Dear Fat4, I am not interested to know whether you are a pharmacist or doctor. Where I graduated from is also irrelevant. What's more relevant is I work in the government hospitals that practice total separation of dispensing. I am illustrating facts that are happening in the local setting. No point keep comparing Malaysia with Australia. I am in no way implying that doctors are always superior but the fact is, the system I am working in right now is nothing more than some "third world medicine". I believe I am more than qualified to comment on what is relevant in my own medical community.

Fat4 said...

It does matter where you graduate from. It does matter when you actually wrote and say I am a pharmacist thus painting a picture that I may have been bias at what I have been advocating. Truth is, whether doctors are more superior, I do not think at any juncture my medical knowledge would be any lesser than you. Just that I do not practise it.

The hospital system in Malaysia practises what I call a half wit-dim wit separation system.
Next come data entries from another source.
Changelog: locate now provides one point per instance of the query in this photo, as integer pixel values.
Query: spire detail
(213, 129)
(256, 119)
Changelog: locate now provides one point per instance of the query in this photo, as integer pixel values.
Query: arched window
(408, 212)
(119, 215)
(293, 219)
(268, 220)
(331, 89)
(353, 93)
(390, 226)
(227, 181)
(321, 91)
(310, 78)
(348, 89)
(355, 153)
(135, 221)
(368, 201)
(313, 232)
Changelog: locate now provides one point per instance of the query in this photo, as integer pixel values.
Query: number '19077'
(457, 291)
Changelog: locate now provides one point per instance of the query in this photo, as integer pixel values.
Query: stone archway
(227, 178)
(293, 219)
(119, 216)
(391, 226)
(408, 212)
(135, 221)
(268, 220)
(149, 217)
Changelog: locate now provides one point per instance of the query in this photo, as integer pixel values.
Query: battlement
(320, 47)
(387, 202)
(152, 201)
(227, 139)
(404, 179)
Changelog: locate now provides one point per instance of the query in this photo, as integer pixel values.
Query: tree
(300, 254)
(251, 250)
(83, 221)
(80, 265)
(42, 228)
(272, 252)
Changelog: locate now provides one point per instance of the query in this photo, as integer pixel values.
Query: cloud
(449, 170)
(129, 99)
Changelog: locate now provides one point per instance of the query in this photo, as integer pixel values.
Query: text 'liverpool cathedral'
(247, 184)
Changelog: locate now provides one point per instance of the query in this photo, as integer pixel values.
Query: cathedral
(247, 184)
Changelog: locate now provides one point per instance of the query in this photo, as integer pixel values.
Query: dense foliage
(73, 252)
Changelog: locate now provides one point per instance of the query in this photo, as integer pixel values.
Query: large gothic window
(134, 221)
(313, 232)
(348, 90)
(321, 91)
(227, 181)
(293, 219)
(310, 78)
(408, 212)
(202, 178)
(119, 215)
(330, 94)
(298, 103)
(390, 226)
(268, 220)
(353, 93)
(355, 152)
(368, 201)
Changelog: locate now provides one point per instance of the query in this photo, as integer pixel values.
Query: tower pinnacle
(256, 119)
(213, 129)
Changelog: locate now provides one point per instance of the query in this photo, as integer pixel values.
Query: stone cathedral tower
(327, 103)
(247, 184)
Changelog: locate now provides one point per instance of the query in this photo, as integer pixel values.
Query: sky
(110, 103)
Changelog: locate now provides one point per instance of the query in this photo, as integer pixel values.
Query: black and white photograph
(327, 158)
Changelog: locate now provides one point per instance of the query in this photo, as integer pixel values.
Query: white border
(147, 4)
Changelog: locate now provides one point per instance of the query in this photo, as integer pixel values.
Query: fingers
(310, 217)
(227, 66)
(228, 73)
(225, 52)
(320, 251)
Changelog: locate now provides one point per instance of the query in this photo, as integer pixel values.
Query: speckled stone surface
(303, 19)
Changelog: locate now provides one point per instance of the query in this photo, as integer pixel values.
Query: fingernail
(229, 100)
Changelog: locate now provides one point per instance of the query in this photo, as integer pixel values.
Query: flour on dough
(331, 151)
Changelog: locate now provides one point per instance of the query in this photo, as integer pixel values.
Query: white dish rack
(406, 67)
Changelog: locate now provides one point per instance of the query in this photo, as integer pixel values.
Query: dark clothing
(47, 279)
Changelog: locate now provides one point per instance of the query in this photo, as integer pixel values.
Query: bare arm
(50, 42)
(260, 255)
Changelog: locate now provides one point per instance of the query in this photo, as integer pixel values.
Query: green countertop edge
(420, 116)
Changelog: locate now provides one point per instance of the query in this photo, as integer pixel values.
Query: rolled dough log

And you should before you comment, take a close look at countries with separation of duties, rather than assuming that it would be the same as the hospital system in Malaysia. I believe that the medical school you went to, probably did not teach you how to judge reading materials constructively or critically. I have been telling you time and again, that dispensing separation is FAR FAR different from what you actually imagine it to be.

I don't think you are anymore qualified than myself to comment on what is happening in the medical community as I have been in the local medical community and with the discussions I had with friends and graduates from the Australian system, dispensing separation might be a better choice. Come on, don't just keep dreaming.